Sunday, July 31, 2011
Friday, July 29, 2011
Folio arrived
I got my contributor's copy in the mail yesterday. I had started to wonder if they just decided, without telling me, that they weren't going to publish my story. It had been that long since I'd heard anything... but here it is! It's very interesting to be in American University's journal because it's clear they have a rather large budget. Glossy paper. At least 25 pages of art. Etc. It's beautiful! I wish that the cover didn't have a teenage girl in a bathing suit, though. She does have a thoughtful face I guess!
How strange
to think I lived for a year in England and did the transatlantic flight several times with no worry, even on Air France when the bolts were rattling in the plane's bones and they fed me rice cakes as their vegetarian meal, even on the other planes, too, as we flew over Iceland and they showed a picture of a viking blowing hard from that land as a way to remind us that turbulence was normal, when I lived from one large suitcase and was so content.
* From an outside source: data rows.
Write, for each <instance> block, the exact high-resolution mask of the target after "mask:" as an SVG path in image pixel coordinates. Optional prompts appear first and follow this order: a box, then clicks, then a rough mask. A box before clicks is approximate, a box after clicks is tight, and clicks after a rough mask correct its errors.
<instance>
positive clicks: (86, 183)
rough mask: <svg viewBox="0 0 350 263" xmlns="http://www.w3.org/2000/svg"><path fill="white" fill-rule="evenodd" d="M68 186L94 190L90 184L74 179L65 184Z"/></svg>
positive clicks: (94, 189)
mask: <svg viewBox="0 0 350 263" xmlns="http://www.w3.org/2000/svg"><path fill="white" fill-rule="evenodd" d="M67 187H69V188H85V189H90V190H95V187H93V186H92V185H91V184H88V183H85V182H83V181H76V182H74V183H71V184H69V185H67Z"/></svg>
Two weeks is nothing, right? But it's so different now. I have a "normal" job talking to people with severe, persistent mental illness and an office with a door I can close. I won't be working there for over two weeks. I was walking along Belair Road yesterday and it hit me that I would be leaving the east coast oak trees and dying grass for a place with long days and weak sunshine. The heat off Belair was melting the tar. I was excited in that moment to think about new air and different pollens and barometric patterns. How is it that my life has gotten so small?
I read some of the poems in the workshop packet and worried about the age of the group. I sensed youth. I sensed my own age. It will be fine, I know. I know. And on the subject of cultural differences, I have decided to try images. I started a tumblr for the trip. Maybe you want to see it? Wooden Hinges I do not know if I will actually post anything on it, though, because I am for words. I am for reading. I will post some images here on this old blog, for sure, and write here, too, and continue to believe that the Internet is also for things that require language.
Wish me luck and wish me luck in the Sanskrit-cousin tongue of my mother's people.
Two weeks is nothing, right? But it's so different now. I have a "normal" job talking to people with severe, persistent mental illness and an office with a door I can close. I won't be working there for over two weeks. I was walking along Belair Road yesterday and it hit me that I would be leaving the east coast oak trees and dying grass for a place with long days and weak sunshine. The heat off Belair was melting the tar. I was excited in that moment to think about new air and different pollens and barometric patterns. How is it that my life has gotten so small?
I read some of the poems in the workshop packet and worried about the age of the group. I sensed youth. I sensed my own age. It will be fine, I know. I know. And on the subject of cultural differences, I have decided to try images. I started a tumblr for the trip. Maybe you want to see it? Wooden Hinges I do not know if I will actually post anything on it, though, because I am for words. I am for reading. I will post some images here on this old blog, for sure, and write here, too, and continue to believe that the Internet is also for things that require language.
Wish me luck and wish me luck in the Sanskrit-cousin tongue of my mother's people.
Thursday, July 28, 2011
Damn, my man is good!
Monday, July 25, 2011
Thursday, July 21, 2011
Dali Lama in DC
"He often says, perhaps only slightly in jest, that he gives these renowned mystical and advanced initiations as a pretext so people will come and thus allow him to spend time presenting the basic Buddhist teachings he feels we really need to hear and take to heart."
It was beautiful to see so many colors of robes on the Metro and on 7th Street.
Wednesday, July 13, 2011
Ronnie, nap. Ronnie, glamour shot. Ronnie, apprehensive.
My big brother is having a hard time adjusting to me now. He yells this song, "That ol' mutt loves my mommy and I want to bite his face off." He sings the melody to an old, traditional Chihuahua folk song. I try not to take it personally because it's clear he has emotional problems. His name is Machismo for heaven's sake.
I'm enjoying daily pets and catch. I'm starting to live.
Tuesday, July 12, 2011
Thanks, Keyhole
I will have three short shorts in the new issue of Keyhole, including my "Voice, Lost" story that I wrote a couple of years ago. It has a home! Hooray. Also accepted: a story about an "unbaptisism" and a story about a woman who owns a car service that runs people out to Jessup to visit their incarcerated family members.